In this study, we calculated the differences between the mean measurements taken at four evaluation points on the affected side and those on the unaffected side. These values represented the degree of sensory deficit, with a reduction in these values over time indicating sensory recovery. A transient worsening of sensory deficit was noted 1 week after surgery, with recovery consistently observed from one month onward. This suggests that postoperative swelling, which persisted 1 week after surgery, likely affected sensory evaluations in the surgical area. Furthermore, no significant differences were observed when comparing measurements between the groups.

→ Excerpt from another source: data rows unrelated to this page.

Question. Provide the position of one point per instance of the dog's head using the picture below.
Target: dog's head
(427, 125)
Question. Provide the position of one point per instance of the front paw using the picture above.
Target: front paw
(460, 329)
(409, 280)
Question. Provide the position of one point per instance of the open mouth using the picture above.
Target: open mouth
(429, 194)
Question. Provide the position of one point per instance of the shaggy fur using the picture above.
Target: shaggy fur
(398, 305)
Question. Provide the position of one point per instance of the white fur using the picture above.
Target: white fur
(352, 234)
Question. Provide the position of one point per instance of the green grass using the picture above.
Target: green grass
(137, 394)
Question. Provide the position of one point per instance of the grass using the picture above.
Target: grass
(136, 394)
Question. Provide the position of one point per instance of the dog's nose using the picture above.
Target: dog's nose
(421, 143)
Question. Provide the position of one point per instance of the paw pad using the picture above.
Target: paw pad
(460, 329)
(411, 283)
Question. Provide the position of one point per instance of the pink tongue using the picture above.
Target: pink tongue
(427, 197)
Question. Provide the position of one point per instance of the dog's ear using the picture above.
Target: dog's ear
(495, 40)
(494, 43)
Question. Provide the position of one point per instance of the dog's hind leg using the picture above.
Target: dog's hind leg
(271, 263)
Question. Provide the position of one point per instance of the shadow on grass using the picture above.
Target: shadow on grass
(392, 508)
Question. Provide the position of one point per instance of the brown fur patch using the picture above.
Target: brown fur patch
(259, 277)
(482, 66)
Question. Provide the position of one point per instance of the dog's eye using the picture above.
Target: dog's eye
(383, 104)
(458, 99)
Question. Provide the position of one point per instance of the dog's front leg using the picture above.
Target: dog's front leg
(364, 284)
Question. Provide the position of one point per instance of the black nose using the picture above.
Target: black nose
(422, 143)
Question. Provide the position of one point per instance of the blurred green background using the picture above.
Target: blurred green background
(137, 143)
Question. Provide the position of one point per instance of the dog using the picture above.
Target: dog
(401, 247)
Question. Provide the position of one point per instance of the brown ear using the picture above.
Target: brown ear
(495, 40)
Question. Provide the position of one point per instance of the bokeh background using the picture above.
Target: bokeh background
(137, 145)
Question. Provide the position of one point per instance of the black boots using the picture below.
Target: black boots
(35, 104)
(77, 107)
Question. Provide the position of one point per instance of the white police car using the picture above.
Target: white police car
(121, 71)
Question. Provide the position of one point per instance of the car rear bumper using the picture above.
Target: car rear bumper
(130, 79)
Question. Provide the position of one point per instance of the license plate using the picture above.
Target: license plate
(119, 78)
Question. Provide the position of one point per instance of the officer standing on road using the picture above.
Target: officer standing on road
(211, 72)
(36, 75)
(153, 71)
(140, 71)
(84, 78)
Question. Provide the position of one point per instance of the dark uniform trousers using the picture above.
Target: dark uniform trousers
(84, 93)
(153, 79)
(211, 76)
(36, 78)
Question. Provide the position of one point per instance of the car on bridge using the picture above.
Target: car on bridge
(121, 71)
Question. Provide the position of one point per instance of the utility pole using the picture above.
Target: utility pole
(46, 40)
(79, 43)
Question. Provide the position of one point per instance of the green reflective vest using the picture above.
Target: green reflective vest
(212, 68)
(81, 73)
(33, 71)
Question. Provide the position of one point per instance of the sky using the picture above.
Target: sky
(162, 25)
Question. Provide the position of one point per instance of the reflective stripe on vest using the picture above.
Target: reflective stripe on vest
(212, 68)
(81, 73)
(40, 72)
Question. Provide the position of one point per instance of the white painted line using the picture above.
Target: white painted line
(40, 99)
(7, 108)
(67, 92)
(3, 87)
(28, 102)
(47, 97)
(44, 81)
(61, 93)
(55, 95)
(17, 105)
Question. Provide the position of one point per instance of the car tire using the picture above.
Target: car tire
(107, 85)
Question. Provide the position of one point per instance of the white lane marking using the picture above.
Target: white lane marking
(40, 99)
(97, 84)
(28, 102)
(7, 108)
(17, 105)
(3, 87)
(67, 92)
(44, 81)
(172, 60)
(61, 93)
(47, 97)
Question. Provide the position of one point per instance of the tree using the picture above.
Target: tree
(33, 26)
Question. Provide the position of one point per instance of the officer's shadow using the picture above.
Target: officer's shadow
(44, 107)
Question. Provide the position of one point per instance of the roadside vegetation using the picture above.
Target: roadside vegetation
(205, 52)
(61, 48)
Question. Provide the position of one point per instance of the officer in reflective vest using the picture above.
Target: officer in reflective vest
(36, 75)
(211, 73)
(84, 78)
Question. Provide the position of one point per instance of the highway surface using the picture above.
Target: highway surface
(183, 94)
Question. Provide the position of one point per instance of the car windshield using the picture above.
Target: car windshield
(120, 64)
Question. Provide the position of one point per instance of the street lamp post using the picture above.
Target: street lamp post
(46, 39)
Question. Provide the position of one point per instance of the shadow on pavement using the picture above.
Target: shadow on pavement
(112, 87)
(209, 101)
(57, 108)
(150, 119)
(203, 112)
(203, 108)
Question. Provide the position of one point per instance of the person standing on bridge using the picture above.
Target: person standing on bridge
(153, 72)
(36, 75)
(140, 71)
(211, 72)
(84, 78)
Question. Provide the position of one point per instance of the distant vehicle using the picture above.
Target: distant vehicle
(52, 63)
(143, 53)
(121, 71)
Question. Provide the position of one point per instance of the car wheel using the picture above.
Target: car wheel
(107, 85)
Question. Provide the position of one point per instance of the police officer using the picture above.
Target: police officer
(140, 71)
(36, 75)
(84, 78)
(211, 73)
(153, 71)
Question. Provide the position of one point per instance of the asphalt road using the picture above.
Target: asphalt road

Maxillary fractures involving the IOF in the types 2 and 3 groups exhibited higher levels of sensory deficit compared to those without IOF involvement in the type 1 group at all evaluation time points and over the total period (
Tables 3 and
5,
Figs. 4 and
6). Among IOF-involved cases, the type 3 group tended to show greater deficits than the type 2 group. Severe trauma that results in bony fractures can lead to nerve injuries in the affected area, with nerves in the vicinity commonly impacted in both upper and lower limb fractures [
25]. Therefore, the involvement of the IOF in maxillary fractures is believed to influence nerve dysfunction.
This study has several limitations. First, it was restricted to patients who underwent surgery, which precludes comparisons regarding the effects of surgery on nerve recovery levels. Second, the CT image analysis was limited to detecting fractures at the IOF, without assessing fractures in adjacent structures along the entire path of the infraorbital nerve. Third, sensory testing of the upper gingiva and maxillary teeth—areas innervated by the infraorbital nerve—was not performed due to the absence of objective measurement techniques and the challenges associated with such measurements. Notably, many patients experienced reduced sensation in the maxillary teeth, and some had delayed recoveries or did not recover sensation at all.
Maxillary fractures are a frequent type of facial bone fracture resulting from facial trauma and are often accompanied by injury to the infraorbital nerve. The degree of dysfunction and subsequent recovery of the infraorbital nerve following a maxillary fracture is influenced by whether the IOF is involved. Consequently, identifying involvement of the IOF via CT imaging can help predict the extent and prognosis of sensory dysfunction after surgery in patients with maxillary fractures.